The earliest they could hope to find a doctor was at Fort Laramie, unless there was one in the Oregon train ahead. But with Annabel sick this way, Hadley couldn’t push too hard, and their rest periods were longer and more frequent. He was afraid as well that too much jostling would start her wounds to bleeding more heavily. They were seeping blood again, and Minerva was worried they’d soon begin to fester. On the high plateau between the two forks, they found a pine forest and slashed the trees for resin and made poultices to keep in readiness should the bleeding get worse. When they moved out of the narrow crotch where the river forked, they could for miles still see both forks, the one to the south angling ever wider, the other constantly on their right. They stopped often to wet the cloths they put to Annabel’s burning forehead. Were they home, they’d have made snakeroot tea, or boiled wild ginger roots or penny-royal leaves to bring the fever down. But they were not home.
The pine forest was the last real timber they saw for several days. Here and there a solitary tree stood specterlike on the riverbank, but for the most part the plains were unwooded. The thick luxurious grass that had earlier covered the prairie was all but gone now. The animals seemed not to notice the difference, and ate the yellow grass as heartily. But to the family the entire countryside had of a sudden become barren and dry, and they began to think of this as the true landscape of the west, and wondered if it would remain this way till they reached the Rockies. Already the rock outcroppings seemed to promise distant mountains.
More and more often, they found discarded items from the party ahead. It was as though the parched and empty land discouraged the trappings of civilization, made butter churns and spinning wheels seem superfluous and perhaps foolish. There was no milk to churn or yarn to spin in this sandy land of limestone, granite, and marl. The discarded household items made the Oregon train more real, almost tangible. If only they could travel a mite faster, if only those ahead would rest a bit longer, why then they would meet. And, God willing, there’d be a doctor with the party who could minister to Annabel and relieve her pain and make her well and whole again.
The two Indian mares were tied to the wagon on short halters behind. On the wagon’s right, Bobbo rode the stallion; he’d washed the paint off it last time they’d stopped to water. He was having difficulty staying on the frame saddle, and swore at the animal as if it understood English. On the seat up front, Hadley clucked to the mules, and Minerva scanned the horizon for Indians. A rifle was on her lap. Inside the wagon, she heard Annabel ask again had she been scalped, heard Bonnie Sue answer, “No, you’ve still got your scalp right there where it should be.”

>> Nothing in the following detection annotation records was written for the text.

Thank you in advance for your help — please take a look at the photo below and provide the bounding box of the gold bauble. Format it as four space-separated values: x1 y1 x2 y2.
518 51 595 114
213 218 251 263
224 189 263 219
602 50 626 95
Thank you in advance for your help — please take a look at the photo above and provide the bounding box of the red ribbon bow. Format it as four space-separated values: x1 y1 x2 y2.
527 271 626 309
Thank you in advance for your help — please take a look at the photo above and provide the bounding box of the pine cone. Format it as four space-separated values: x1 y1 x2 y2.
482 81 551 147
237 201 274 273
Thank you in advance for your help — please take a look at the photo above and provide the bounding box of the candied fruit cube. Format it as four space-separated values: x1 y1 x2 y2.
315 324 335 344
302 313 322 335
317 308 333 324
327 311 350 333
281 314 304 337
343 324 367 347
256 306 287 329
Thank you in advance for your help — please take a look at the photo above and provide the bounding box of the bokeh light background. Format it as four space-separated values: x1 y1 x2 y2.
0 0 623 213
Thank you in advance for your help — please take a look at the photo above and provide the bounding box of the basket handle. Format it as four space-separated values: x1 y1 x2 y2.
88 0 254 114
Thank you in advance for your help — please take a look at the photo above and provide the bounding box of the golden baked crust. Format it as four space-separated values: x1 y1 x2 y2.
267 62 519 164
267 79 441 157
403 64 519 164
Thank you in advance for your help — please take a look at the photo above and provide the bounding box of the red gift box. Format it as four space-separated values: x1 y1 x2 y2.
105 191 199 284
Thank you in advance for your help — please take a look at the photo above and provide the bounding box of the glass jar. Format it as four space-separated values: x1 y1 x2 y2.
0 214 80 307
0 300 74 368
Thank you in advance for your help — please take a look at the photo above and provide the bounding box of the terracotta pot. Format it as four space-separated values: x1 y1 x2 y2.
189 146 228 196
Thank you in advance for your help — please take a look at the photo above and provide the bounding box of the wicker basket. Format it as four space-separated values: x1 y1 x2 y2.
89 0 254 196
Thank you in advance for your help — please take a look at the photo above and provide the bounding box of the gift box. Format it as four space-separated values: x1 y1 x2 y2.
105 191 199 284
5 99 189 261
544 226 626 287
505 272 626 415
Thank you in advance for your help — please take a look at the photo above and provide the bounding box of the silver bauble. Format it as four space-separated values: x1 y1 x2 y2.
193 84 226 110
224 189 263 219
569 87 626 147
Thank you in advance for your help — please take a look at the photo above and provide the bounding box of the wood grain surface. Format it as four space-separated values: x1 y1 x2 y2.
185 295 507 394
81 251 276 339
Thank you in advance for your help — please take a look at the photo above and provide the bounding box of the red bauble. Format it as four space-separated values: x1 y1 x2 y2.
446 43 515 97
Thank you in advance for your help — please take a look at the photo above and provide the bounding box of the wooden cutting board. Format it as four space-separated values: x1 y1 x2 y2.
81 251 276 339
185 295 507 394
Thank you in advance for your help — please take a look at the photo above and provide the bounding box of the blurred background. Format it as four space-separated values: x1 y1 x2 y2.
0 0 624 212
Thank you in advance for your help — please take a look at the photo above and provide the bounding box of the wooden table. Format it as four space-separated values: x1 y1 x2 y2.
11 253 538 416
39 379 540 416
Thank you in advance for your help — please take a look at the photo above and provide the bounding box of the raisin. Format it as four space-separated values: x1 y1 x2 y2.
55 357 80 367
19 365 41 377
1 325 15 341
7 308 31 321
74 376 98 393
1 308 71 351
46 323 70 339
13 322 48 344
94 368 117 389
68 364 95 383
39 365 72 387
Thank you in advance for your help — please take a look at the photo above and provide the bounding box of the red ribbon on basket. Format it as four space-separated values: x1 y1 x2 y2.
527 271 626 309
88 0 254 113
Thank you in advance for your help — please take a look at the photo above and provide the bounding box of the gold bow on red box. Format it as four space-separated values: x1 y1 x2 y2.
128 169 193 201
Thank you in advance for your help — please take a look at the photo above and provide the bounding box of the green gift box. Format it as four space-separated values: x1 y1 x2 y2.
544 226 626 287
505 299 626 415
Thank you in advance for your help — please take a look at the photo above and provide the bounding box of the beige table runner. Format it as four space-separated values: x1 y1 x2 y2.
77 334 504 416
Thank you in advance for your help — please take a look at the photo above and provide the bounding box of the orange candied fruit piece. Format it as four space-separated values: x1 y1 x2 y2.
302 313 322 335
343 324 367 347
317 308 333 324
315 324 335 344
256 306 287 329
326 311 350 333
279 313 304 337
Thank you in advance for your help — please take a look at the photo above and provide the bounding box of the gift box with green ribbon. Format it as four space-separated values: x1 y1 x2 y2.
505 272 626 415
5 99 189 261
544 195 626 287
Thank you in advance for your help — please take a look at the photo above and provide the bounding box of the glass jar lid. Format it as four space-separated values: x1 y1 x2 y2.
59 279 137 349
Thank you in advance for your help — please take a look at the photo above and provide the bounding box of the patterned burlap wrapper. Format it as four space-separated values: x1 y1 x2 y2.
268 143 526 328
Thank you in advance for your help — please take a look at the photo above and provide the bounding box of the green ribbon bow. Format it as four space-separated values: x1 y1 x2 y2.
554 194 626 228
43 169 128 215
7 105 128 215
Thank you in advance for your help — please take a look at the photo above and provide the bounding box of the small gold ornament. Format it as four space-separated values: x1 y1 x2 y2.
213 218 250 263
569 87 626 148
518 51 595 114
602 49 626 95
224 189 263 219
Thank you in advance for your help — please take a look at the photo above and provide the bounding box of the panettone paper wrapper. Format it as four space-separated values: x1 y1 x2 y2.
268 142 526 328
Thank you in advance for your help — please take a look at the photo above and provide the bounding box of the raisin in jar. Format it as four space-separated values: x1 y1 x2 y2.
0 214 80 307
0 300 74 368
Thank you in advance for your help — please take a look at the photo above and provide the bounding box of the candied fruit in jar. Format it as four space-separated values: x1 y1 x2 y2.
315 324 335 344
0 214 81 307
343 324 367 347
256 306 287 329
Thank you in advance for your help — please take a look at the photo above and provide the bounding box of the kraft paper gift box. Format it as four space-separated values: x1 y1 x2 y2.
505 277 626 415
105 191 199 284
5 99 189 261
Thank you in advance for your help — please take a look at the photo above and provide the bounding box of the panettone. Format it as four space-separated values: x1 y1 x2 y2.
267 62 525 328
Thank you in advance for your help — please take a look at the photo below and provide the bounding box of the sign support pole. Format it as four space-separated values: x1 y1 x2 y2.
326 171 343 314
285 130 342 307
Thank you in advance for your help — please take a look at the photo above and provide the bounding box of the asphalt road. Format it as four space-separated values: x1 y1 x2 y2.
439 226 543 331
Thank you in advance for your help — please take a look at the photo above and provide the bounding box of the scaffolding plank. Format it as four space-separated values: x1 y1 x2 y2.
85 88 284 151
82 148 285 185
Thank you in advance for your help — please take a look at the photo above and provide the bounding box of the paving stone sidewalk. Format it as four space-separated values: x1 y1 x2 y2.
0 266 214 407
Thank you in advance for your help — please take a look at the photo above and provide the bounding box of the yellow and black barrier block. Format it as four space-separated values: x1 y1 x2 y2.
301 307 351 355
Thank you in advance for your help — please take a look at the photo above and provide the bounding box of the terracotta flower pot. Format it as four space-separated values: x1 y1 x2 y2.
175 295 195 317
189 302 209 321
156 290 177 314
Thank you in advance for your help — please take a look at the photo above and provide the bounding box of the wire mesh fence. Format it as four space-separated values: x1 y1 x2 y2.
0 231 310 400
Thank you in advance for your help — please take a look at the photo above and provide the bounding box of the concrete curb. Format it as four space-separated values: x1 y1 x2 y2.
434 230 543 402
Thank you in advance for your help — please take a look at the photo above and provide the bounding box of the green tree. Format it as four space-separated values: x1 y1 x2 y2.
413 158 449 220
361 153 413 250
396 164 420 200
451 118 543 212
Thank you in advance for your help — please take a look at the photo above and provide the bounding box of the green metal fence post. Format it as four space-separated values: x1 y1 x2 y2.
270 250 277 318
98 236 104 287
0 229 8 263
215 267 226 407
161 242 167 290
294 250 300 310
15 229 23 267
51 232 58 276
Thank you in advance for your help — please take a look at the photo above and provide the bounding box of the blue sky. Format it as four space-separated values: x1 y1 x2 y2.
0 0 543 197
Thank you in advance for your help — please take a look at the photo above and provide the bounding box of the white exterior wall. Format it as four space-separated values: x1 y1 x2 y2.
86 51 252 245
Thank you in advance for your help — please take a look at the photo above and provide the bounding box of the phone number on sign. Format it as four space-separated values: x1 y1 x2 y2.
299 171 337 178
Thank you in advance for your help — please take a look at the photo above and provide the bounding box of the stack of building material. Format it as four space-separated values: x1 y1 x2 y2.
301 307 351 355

Minerva turned her face away from Hadley’s lest he see she was on the edge of tears.
The valley of the North Platte was ahead of them now.
This was the sixteenth day of July, and they hoped to reach Fort Laramie by the eighteenth or nineteenth. It no longer mattered whether or not they overtook the Oregon-bound wagon train. They had given up hope of doing so, as easily as a pauper gave up hope of one day becoming rich. Now Fort Laramie was their salvation; at Fort Laramie there would be a doctor; at Fort Laramie there would be medicine. The fort signified civilization; without whatever help awaited them there, they knew Annabel would die.